The next chapter will address yet another question that might have occurred to you: why can’t small extra dimensions just be intervals, not curled up into a ball but instead bounded between two “walls”? This possibility didn’t occur to anyone right away—but why not? The reason is that imagining an end to space entails knowing what is happening there. Would things fall off the end of the universe, as old pictures of the flat Earth seemed to imply? Or would they be reflected back? Or would they never get there? The need to specify what would happen at the end means that you have to know what scientists call
boundary conditions
. If space ends, where and on what does it end?
Branes—membrane-like objects in higher-dimensional space—provide the necessary boundary conditions for worlds that “end.” As we will see in the following chapter, branes can make a world (or many worlds) of difference.
Exclusive Passages: Branes, Braneworlds, and the Bulk
I’m gonna stick like glue,
Stick, because I’m stuck on you.
Elvis Presley
Unlike the studious Athena, Ike rarely read any books. He generally preferred playing with games, gadgets, and cars. But Ike hated driving in Boston, where the drivers were reckless, the roads were badly signposted, and the highways were invariably under construction. Ike always ended up stuck in traffic, which he found especially frustrating when he could see a nearly empty freeway overhead. Though the empty road would be tempting, Ike would have no way to quickly reach it since, unlike Athena’s owls, he couldn’t fly. For Ike trapped on slow roads in Boston, the third dimension was no use at all.
Until very recently, few self-respecting physicists considered extra dimensions worth thinking about. They were too speculative and too foreign: no one could say anything definitive about them. But in the last few years, extra dimensions have found their fortunes rising. No longer shunned as undesirable gatecrashers, they’ve evolved into highly sought-after, stimulating company. They owe their newfound respectability to branes and to the many genuinely new theoretical possibilities that these fascinating constructs have introduced.
Branes took the physics community by storm in 1995, when the physicist Joe Polchinski of the Kavli Institute for Theoretical Physics
(KITP) in Santa Barbara established that they were essential to string theory. But even before then, physicists had proposed branelike objects. One such example was a
p-brane
(so called by p-layful p-hysicists), an object that extends infinitely far in only some dimensions, which physicists derived mathematically using Einstein’s theory of general relativity.

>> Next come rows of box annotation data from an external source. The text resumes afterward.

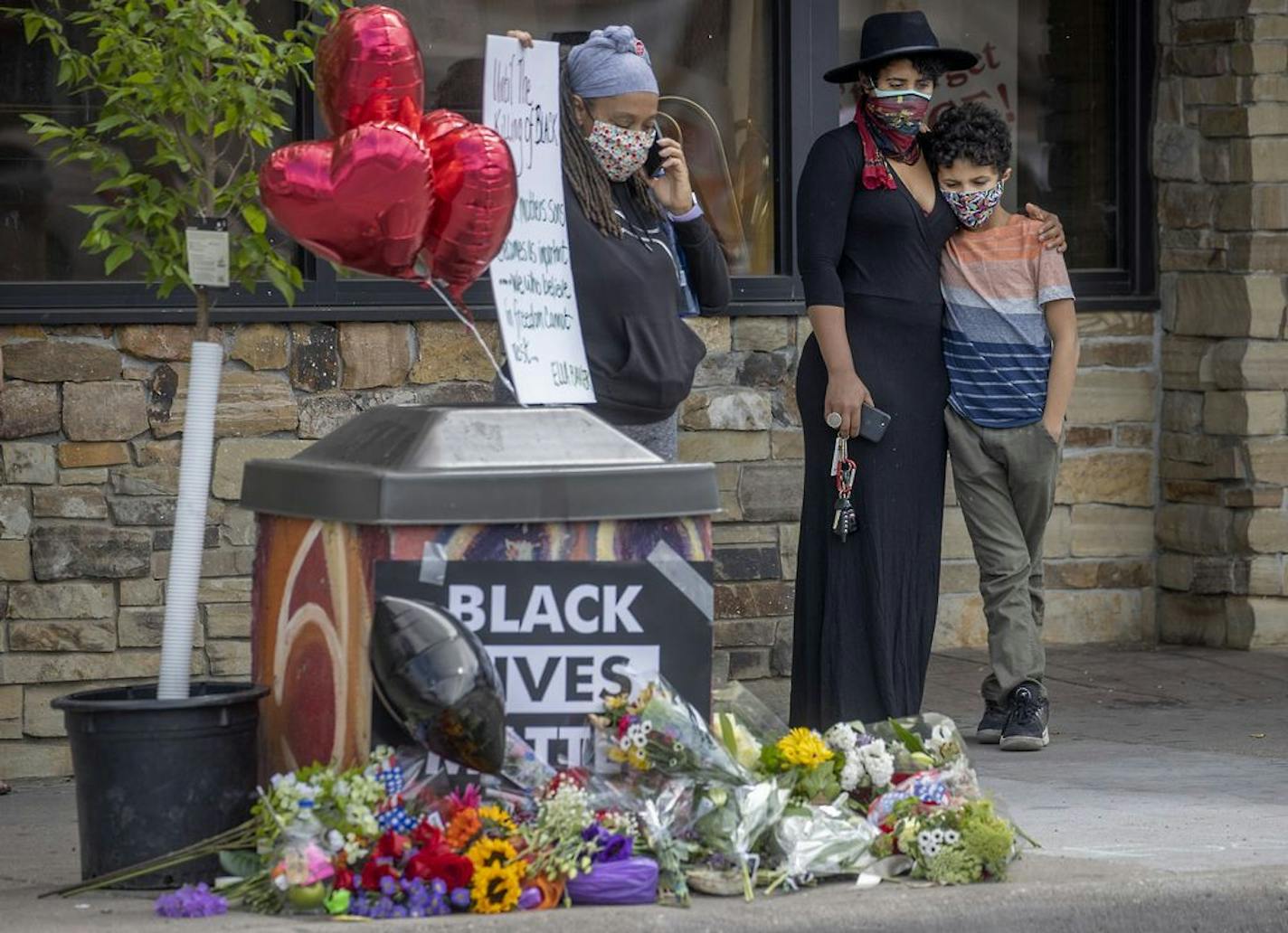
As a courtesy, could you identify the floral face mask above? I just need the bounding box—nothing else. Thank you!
[939,182,1006,231]
[586,119,654,182]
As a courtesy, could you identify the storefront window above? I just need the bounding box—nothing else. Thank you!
[0,3,294,282]
[839,0,1121,269]
[357,0,775,276]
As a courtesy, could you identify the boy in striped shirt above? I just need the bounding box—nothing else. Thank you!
[933,104,1078,751]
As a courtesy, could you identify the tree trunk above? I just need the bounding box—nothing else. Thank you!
[192,286,210,343]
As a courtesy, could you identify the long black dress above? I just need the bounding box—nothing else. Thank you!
[791,124,957,729]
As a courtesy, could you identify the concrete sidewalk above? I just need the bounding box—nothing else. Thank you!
[0,646,1288,933]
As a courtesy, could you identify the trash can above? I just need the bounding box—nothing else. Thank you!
[242,405,719,773]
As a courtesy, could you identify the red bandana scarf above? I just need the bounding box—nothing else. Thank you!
[854,94,930,191]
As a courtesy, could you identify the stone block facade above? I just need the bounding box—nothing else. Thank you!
[1152,0,1288,648]
[0,313,1164,776]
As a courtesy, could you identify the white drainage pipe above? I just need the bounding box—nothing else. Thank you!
[157,343,224,700]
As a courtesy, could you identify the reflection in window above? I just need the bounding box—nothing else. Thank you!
[839,0,1119,269]
[375,0,775,274]
[0,0,295,282]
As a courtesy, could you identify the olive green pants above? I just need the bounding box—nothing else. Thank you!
[944,407,1064,704]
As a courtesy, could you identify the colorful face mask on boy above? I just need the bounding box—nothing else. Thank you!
[586,119,654,182]
[939,182,1006,231]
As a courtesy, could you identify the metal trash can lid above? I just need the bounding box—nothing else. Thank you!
[241,405,720,525]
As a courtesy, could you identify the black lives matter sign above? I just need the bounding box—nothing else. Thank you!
[374,561,712,766]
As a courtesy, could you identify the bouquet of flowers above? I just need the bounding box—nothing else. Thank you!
[590,674,751,787]
[873,796,1017,884]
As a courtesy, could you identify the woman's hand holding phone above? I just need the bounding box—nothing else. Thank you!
[648,137,693,215]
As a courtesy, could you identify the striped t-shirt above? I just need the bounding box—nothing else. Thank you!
[941,213,1073,428]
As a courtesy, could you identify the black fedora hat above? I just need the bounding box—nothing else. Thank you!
[823,10,979,84]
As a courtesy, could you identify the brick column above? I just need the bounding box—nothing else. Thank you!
[1152,0,1288,648]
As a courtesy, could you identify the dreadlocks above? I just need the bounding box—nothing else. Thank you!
[559,57,662,237]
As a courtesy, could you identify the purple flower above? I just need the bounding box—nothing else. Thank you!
[156,881,228,918]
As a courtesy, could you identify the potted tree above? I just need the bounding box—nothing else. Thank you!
[0,0,352,887]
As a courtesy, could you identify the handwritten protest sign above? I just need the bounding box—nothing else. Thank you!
[483,36,595,405]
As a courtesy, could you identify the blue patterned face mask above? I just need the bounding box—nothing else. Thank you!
[939,182,1006,231]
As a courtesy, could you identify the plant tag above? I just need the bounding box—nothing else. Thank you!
[185,218,228,288]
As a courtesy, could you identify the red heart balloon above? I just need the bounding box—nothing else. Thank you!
[314,6,425,135]
[420,110,517,301]
[259,122,434,278]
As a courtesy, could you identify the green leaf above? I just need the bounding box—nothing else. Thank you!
[219,849,260,878]
[890,718,926,754]
[103,243,134,276]
[242,204,268,233]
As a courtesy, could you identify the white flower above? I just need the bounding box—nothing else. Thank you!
[728,715,760,768]
[857,739,894,787]
[823,722,859,756]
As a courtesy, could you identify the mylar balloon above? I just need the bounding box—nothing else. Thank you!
[314,6,425,135]
[370,596,505,773]
[259,122,434,278]
[420,120,517,301]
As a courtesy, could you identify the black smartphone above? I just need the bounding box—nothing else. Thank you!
[644,127,666,177]
[859,405,890,444]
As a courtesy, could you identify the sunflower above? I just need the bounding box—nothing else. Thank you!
[778,729,832,768]
[478,806,516,835]
[470,865,523,914]
[443,807,483,852]
[465,836,519,872]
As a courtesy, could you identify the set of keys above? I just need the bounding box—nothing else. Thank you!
[832,424,859,542]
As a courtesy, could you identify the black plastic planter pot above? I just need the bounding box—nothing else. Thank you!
[52,682,268,888]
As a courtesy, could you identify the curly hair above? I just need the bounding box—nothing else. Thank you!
[863,55,948,85]
[930,103,1011,173]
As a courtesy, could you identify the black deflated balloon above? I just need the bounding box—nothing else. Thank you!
[370,596,505,773]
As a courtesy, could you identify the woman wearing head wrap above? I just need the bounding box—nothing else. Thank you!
[510,25,730,459]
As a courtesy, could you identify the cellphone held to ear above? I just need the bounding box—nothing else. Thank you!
[644,127,666,177]
[827,404,890,444]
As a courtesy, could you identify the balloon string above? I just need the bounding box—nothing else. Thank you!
[426,278,523,405]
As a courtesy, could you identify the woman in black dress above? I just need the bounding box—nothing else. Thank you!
[791,13,1064,729]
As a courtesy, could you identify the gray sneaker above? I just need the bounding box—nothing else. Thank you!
[975,700,1009,745]
[999,683,1051,751]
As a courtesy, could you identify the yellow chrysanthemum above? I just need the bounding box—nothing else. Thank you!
[479,806,516,834]
[465,836,519,870]
[470,865,523,914]
[778,729,832,768]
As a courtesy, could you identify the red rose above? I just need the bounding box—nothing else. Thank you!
[362,858,398,891]
[407,848,474,891]
[371,830,407,858]
[411,823,450,856]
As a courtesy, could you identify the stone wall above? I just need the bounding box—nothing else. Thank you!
[1152,0,1288,648]
[0,313,1157,778]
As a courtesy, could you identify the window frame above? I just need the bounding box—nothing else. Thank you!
[0,0,1158,325]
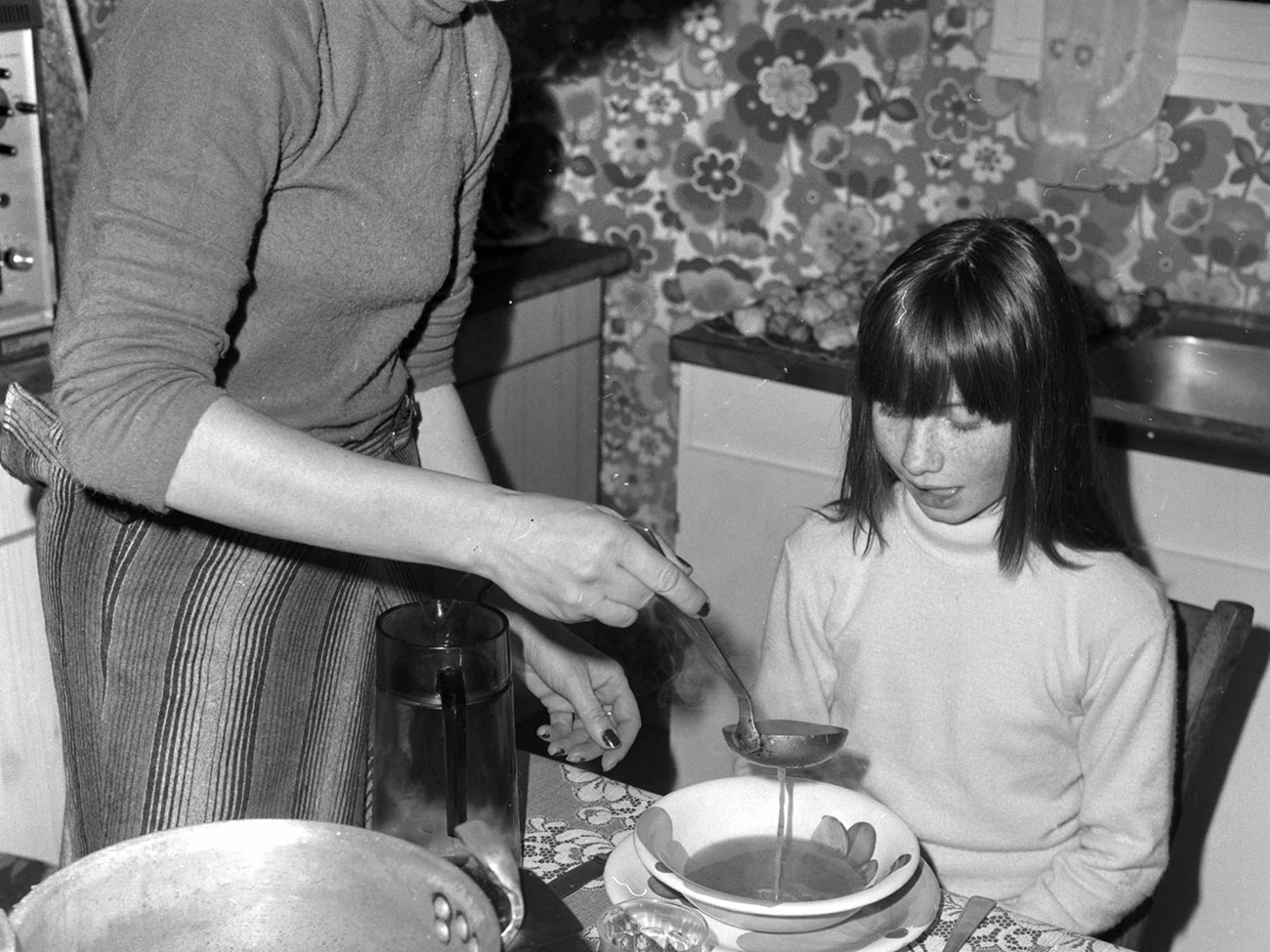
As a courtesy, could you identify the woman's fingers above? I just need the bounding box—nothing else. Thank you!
[478,494,706,627]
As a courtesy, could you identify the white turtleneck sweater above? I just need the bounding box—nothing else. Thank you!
[754,487,1177,933]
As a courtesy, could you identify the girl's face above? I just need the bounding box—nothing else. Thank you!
[872,388,1013,524]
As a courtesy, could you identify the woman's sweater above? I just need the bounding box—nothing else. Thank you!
[52,0,509,511]
[756,489,1177,933]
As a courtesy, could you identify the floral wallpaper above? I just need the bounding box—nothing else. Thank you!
[487,0,1270,536]
[54,0,1270,538]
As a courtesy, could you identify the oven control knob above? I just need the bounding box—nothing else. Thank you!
[0,248,35,271]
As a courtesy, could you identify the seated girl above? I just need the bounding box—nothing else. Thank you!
[754,219,1177,933]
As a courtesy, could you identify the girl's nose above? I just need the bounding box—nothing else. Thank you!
[901,416,944,476]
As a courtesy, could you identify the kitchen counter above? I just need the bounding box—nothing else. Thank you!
[0,237,630,398]
[670,310,1270,474]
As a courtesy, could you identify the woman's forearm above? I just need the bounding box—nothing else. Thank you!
[166,398,502,571]
[165,394,706,626]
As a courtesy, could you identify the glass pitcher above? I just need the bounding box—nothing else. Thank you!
[371,600,521,864]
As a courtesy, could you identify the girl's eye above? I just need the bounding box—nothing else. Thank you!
[948,411,985,433]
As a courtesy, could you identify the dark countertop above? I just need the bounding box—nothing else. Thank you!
[670,310,1270,474]
[0,237,630,398]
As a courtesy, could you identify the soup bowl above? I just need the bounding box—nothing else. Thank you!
[634,777,921,933]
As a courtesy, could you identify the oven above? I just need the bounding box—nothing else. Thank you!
[0,0,58,362]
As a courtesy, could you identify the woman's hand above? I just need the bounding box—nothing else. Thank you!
[473,491,708,627]
[492,600,642,770]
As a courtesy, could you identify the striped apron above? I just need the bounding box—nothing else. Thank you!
[0,388,424,862]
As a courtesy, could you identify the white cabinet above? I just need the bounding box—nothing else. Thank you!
[669,363,847,787]
[0,470,64,863]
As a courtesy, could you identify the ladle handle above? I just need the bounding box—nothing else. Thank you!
[627,521,762,753]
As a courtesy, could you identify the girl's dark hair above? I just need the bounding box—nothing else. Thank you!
[832,217,1127,574]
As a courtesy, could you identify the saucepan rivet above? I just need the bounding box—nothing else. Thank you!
[432,892,452,919]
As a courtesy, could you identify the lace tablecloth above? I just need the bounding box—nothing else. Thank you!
[522,756,1118,952]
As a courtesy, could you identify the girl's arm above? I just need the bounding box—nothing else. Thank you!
[1007,596,1177,934]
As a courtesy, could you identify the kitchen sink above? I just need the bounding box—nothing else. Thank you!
[1089,325,1270,428]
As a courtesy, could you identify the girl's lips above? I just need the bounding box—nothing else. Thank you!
[909,482,960,507]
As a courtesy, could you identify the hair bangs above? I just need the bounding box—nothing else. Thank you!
[858,269,1025,423]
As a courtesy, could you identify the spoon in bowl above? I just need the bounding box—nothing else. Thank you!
[629,521,847,769]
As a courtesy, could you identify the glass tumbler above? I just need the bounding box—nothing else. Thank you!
[371,600,521,864]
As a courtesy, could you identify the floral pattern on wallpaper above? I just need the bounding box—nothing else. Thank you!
[498,0,1270,533]
[64,0,1270,537]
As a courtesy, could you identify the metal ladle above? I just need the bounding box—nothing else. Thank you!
[630,521,847,768]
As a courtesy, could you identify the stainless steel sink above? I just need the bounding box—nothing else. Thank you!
[1089,327,1270,428]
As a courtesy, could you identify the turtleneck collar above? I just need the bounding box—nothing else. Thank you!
[893,483,1004,568]
[371,0,483,35]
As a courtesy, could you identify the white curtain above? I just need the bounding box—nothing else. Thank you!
[1034,0,1186,189]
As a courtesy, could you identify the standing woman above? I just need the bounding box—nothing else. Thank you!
[5,0,705,859]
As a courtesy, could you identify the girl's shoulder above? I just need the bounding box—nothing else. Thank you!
[784,507,856,559]
[1046,551,1172,632]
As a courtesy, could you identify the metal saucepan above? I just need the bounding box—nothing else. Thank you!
[0,820,524,952]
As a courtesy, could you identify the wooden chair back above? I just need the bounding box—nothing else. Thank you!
[1106,600,1252,949]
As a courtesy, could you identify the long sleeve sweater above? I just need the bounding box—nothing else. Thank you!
[756,490,1176,933]
[52,0,509,511]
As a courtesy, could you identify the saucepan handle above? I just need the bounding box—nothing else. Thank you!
[451,820,525,948]
[0,909,18,952]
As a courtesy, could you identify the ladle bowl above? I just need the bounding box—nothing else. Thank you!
[627,521,847,768]
[723,719,847,768]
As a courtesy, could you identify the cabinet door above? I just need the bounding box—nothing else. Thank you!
[669,364,847,787]
[454,279,602,503]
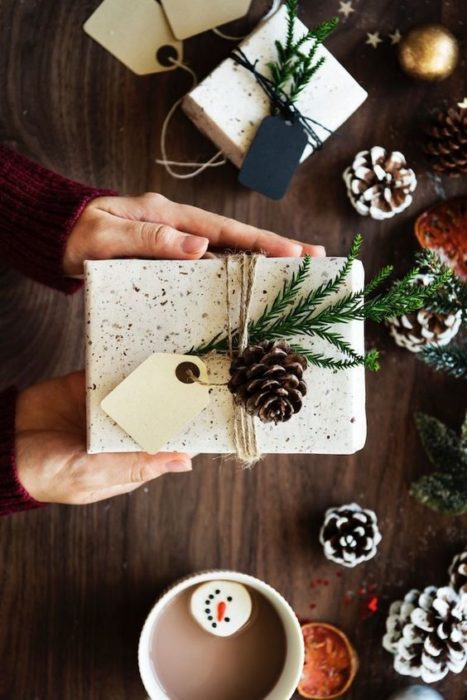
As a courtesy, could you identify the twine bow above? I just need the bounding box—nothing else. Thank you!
[230,47,332,151]
[225,253,264,467]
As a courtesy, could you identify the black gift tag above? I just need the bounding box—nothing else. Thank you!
[238,116,308,199]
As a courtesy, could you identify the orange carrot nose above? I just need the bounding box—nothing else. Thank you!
[217,600,227,622]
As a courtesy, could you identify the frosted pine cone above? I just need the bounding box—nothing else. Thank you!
[387,274,462,352]
[383,586,467,683]
[423,107,467,177]
[448,550,467,593]
[228,340,308,424]
[319,503,381,567]
[343,146,417,220]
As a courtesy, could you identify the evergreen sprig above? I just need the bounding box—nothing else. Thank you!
[415,250,467,323]
[268,0,339,102]
[190,235,452,371]
[417,345,467,379]
[410,413,467,515]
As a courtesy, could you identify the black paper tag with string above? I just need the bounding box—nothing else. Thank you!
[238,115,308,199]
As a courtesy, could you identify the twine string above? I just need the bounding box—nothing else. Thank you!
[156,57,227,180]
[187,253,264,467]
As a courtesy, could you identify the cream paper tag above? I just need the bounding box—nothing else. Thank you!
[83,0,183,75]
[101,353,209,454]
[161,0,251,39]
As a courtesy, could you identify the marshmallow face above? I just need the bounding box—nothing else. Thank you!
[190,581,252,637]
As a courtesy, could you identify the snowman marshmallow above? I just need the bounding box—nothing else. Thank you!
[190,581,252,637]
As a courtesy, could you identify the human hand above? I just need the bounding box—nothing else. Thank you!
[64,193,325,275]
[16,372,191,504]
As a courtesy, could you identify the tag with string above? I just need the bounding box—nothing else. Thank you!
[238,115,308,199]
[161,0,251,39]
[101,353,209,454]
[83,0,183,75]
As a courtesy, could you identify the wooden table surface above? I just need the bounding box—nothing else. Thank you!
[0,0,467,700]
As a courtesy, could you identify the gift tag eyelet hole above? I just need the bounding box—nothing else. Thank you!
[156,44,178,68]
[175,362,200,384]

Particle physics had also suggested mechanisms for confining particles on branelike surfaces. But string theory branes were the first known type of brane that could trap forces as well as particles, and we’ll soon see that is part of what makes them so interesting. Like Ike stuck on a two-dimensional road in three-dimensional space, particles and forces can be trapped on lower-dimensional surfaces called branes, even if the universe has many other dimensions to explore. If string theory accurately describes the world in which we live, physicists have no choice but to acknowledge the potential existence of such branes.
The world of branes is an exciting new landscape that has revolutionized our understanding of gravity, particle physics, and cosmology. Branes might really exist in the cosmos, and there is no good reason that we couldn’t be living on one. Branes might even play an important role in determining the physical properties of our universe and ultimately explain observable phenomena. If they do, branes and extra dimensions will be here to stay.